The pricing dispute follows years of increasing costs. Australian Food and Grocery Council (AFGC) CEO Tanya Barden told Inside FMCG that “as costs continue to mount, something will have to give.”
“Food and grocery manufacturers, big and small, are conscious of cost of living pressures on consumers, and have been absorbing rising manufacturing costs for some time, given retail food and grocery prices have been dropping for about seven years,” Barden said in a statement to Inside FMCG.
“The high pressure on Australia’s largest manufacturing sector is only expected to intensify with costs on everything from commodities, particularly caused by the drought, to labour to energy continuing to increase.”
Barden said that these tough economic times facing the industry could lead to companies seeking an increase in their wholesale price, shrinking pack sizes or rationalising product range offerings to continue to manufacture in Australia.
“In some situations this issue has escalated to a point where a product is not available at one of the major supermarkets due to a disagreement with the manufacturer over price. We’re very concerned about this as a reduced product range is not good news for consumers and it is not good news for Australia’s largest manufacturing sector, the food and grocery sector.”

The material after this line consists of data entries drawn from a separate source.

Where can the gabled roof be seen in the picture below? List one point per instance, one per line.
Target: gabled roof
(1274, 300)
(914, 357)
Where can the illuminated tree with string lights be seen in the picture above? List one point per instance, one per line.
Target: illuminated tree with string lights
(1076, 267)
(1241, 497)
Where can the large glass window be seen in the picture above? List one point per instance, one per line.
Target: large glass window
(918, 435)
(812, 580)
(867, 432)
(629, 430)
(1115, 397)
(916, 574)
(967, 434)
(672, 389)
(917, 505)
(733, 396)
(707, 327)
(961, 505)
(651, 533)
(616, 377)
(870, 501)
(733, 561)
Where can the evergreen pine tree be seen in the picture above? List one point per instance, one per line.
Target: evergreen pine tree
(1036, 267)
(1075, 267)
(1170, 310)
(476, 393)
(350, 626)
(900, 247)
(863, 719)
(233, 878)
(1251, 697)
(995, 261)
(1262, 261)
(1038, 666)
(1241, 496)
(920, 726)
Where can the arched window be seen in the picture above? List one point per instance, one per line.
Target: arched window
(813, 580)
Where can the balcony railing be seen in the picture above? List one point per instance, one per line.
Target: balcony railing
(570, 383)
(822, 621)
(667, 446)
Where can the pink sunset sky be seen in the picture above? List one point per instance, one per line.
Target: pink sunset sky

Barden added that the pressure on food and grocery manufacturers is forcing many to consider job cuts or cutting back on product ranges.
“Companies have been cutting costs, automating, absorbing cost increases and innovating. But the cost increases are now impacting the viability of Australian operations, with 4,750 jobs lost in the sector in recent times and the potential for further job losses, business closures or moving operations offshore.”